Regional court prosecutor Nomsa Mgxwati also complained to Batohi that she had not been shortlisted for vacancies.

Beshe said: “She also complains of being treated badly by her superiors who also formed part of the selection panels. She complains that the appointment process is fraught with victimisation and nepotism as the shortlisting was done by managers who have been victimising prosecutors working under their supervision.”

Goberdan and her colleagues also cited a press release issued in June 2020 by the National Union of Public Service and Allied Workers, making allegations of nepotism and racism against them.

One of Nupsaw's claims was that director of administration Anthony Bean was given preferential treatment “even though he was alleged to have defrauded the NPA of R1m”.

Nupsaw general secretary Success Mataisane, who deposed an affidavit on behalf of the five prosecutors resisting the interdict, said the applicants had acknowledged the NPA was bedevilled by corruption and racism when Batohi took office yet they wanted to gag colleagues who expressed discontent about these issues.

Mataisane said his members were simply “expressing their lived experiences without any intention to defame or besmirch” their colleagues, and their complaints were true, factual and in the public interest.

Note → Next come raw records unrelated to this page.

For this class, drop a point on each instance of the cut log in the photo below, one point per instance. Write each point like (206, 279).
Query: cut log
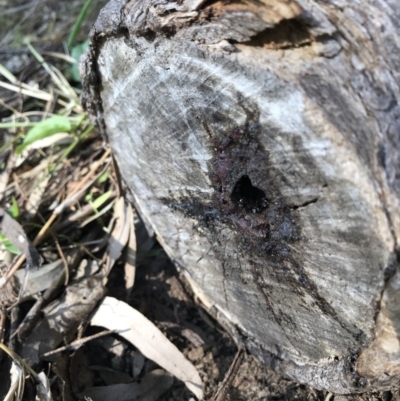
(261, 142)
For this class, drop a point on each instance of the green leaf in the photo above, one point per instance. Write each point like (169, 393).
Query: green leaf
(44, 129)
(100, 201)
(76, 53)
(14, 209)
(103, 177)
(8, 245)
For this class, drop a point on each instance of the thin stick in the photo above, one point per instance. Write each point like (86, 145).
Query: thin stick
(77, 343)
(223, 387)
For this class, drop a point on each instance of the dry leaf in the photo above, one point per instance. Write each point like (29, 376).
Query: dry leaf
(130, 264)
(16, 234)
(17, 385)
(151, 387)
(41, 279)
(62, 318)
(43, 392)
(151, 342)
(119, 236)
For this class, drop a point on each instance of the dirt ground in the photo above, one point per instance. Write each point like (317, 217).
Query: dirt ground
(160, 292)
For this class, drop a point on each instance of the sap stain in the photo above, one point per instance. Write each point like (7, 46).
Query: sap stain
(247, 202)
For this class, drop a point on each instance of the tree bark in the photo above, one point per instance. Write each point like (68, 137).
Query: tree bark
(261, 141)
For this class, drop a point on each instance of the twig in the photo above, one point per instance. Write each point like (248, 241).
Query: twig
(84, 184)
(2, 324)
(77, 343)
(223, 387)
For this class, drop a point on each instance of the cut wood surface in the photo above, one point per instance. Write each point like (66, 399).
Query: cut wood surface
(261, 142)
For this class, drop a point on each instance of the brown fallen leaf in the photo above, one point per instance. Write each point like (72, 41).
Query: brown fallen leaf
(119, 235)
(62, 317)
(151, 387)
(151, 342)
(16, 234)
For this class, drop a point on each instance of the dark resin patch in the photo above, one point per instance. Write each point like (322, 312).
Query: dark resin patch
(247, 203)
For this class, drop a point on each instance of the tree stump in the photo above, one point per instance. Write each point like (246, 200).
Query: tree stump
(261, 141)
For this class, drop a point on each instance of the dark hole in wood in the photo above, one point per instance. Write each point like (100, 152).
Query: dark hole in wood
(246, 195)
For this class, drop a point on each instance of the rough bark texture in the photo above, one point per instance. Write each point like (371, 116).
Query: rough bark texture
(261, 140)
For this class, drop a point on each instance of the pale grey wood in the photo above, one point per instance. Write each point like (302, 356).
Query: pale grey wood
(261, 142)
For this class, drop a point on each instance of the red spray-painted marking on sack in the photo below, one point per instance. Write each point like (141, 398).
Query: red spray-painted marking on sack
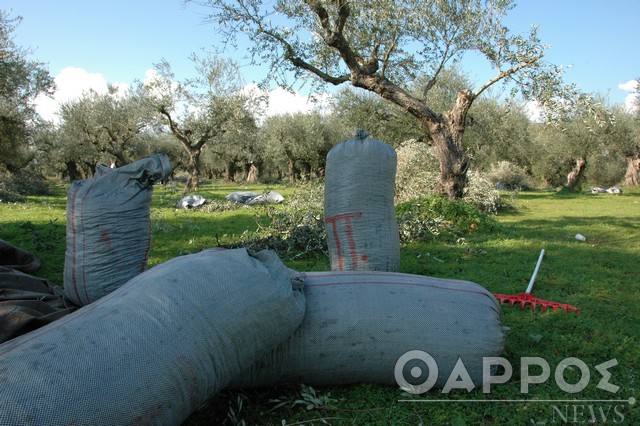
(347, 218)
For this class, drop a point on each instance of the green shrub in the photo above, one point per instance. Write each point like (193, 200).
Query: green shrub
(506, 175)
(418, 174)
(432, 217)
(418, 171)
(26, 182)
(482, 194)
(293, 229)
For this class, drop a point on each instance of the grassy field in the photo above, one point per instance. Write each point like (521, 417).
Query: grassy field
(599, 275)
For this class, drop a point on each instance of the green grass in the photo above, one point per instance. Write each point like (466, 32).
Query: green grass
(600, 276)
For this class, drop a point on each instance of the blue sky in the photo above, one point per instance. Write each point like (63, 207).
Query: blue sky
(117, 41)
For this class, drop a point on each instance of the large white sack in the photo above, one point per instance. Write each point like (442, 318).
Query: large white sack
(157, 348)
(358, 325)
(108, 228)
(360, 217)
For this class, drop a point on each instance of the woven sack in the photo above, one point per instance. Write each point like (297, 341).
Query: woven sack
(360, 218)
(359, 324)
(153, 351)
(108, 228)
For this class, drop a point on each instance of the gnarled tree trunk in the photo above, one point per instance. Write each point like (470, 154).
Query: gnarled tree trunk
(632, 177)
(574, 175)
(193, 170)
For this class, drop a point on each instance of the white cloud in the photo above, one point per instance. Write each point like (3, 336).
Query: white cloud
(281, 101)
(71, 83)
(534, 111)
(631, 100)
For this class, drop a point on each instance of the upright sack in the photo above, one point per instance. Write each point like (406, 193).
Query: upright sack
(153, 351)
(108, 228)
(359, 325)
(360, 217)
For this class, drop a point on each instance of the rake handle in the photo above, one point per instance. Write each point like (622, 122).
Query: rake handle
(535, 273)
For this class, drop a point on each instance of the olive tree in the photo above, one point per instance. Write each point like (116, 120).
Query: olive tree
(199, 110)
(22, 80)
(300, 142)
(381, 45)
(107, 126)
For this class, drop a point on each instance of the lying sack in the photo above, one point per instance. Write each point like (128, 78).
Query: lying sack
(270, 197)
(190, 201)
(156, 349)
(360, 217)
(17, 258)
(241, 196)
(28, 303)
(359, 324)
(108, 228)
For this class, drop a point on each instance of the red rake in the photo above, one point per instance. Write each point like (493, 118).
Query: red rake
(527, 297)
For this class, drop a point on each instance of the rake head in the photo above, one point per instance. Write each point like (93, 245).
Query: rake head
(525, 298)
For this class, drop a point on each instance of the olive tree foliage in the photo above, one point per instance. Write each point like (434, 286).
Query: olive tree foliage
(199, 111)
(585, 145)
(109, 127)
(358, 109)
(382, 45)
(22, 80)
(299, 143)
(632, 151)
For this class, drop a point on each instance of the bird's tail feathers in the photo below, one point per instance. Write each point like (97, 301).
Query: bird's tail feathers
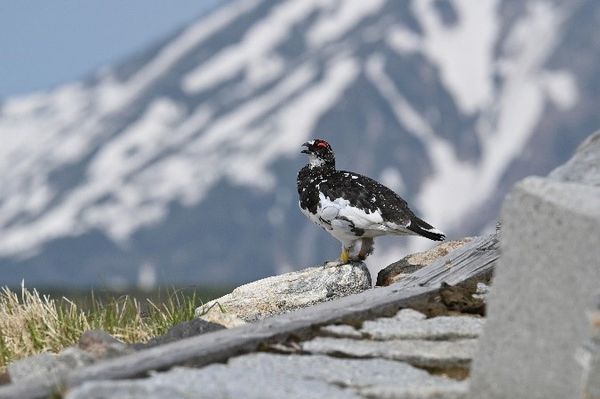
(424, 229)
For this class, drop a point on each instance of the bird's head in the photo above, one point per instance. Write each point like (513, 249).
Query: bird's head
(319, 153)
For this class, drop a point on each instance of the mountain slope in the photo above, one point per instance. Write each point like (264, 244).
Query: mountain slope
(183, 159)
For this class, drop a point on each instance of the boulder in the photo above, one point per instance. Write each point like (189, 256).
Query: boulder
(548, 273)
(413, 262)
(584, 166)
(286, 292)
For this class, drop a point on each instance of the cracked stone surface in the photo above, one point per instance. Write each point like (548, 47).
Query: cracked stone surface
(268, 376)
(422, 353)
(407, 324)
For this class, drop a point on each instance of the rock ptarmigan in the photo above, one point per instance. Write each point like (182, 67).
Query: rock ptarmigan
(352, 207)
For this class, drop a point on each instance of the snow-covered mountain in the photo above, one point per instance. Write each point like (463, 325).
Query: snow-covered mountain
(183, 159)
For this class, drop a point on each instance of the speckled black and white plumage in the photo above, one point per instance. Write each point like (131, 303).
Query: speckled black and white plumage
(352, 207)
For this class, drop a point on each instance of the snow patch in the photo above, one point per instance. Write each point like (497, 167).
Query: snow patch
(331, 26)
(253, 52)
(463, 52)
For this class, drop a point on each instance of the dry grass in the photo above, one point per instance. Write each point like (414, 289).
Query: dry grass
(31, 323)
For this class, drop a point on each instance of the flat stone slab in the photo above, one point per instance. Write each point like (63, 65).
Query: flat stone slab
(402, 326)
(410, 324)
(268, 376)
(421, 353)
(413, 262)
(286, 292)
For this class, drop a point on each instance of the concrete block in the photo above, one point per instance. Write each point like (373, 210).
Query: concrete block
(548, 274)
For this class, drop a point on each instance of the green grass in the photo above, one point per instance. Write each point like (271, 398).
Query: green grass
(31, 322)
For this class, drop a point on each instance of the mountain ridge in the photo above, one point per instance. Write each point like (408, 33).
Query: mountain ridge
(195, 144)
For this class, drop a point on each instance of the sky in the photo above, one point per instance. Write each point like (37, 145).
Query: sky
(44, 43)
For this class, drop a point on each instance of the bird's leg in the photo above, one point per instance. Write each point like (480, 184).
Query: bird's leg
(366, 248)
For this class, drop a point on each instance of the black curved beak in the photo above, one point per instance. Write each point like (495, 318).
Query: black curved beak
(306, 151)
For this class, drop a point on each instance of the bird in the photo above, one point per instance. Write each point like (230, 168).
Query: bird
(352, 207)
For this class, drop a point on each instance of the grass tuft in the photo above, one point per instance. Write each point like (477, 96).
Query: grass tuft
(31, 323)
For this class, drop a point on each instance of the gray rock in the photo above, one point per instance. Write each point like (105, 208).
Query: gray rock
(286, 292)
(437, 328)
(274, 376)
(48, 366)
(548, 273)
(340, 331)
(584, 166)
(102, 345)
(183, 330)
(456, 391)
(421, 353)
(413, 262)
(590, 354)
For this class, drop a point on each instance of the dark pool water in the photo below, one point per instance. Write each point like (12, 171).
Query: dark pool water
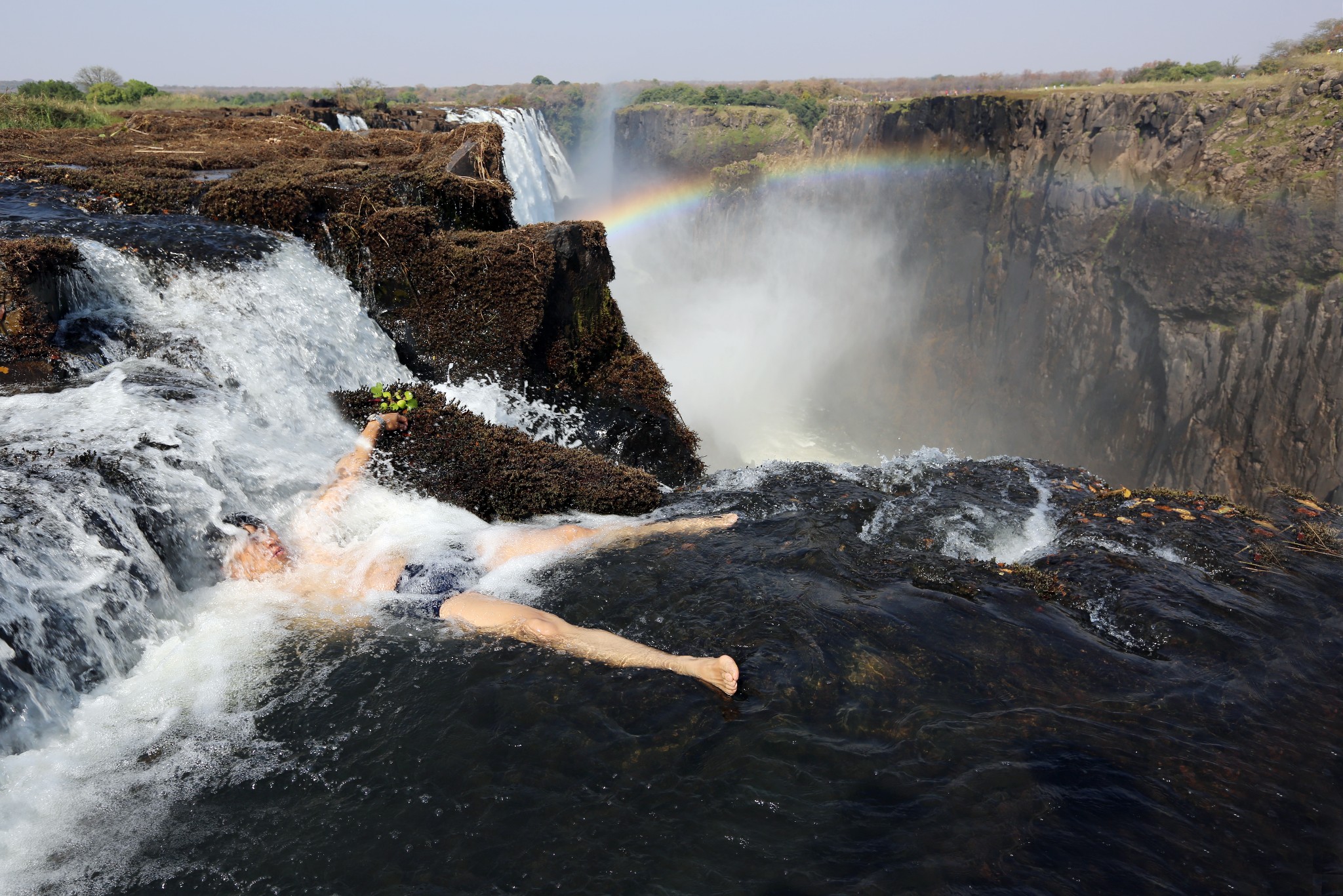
(908, 722)
(46, 210)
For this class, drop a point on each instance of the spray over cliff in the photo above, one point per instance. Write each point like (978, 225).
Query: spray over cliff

They told Beshe a system of rotating prosecutors through the regional courts, to give them experience, was stopped when a white prosecutor was made full-time; white, Indian and coloured prosecutors were not sent to rural offices; Chetty was appointed to act as control prosecutor in Zwelitsha ahead of more senior black colleagues; Bean was cleared of fraud on a technicality; and Mgxwati had to use public transport to travel from King William’s Town to Stutterheim while prosecutors from other races were allowed to use state cars.

The applicants responded that these assertions were made without evidence, but Beshe said she was “constrained to disagree”.

She dismissed the application for an interdict and ordered the five staffers who made it to pay the respondents' costs.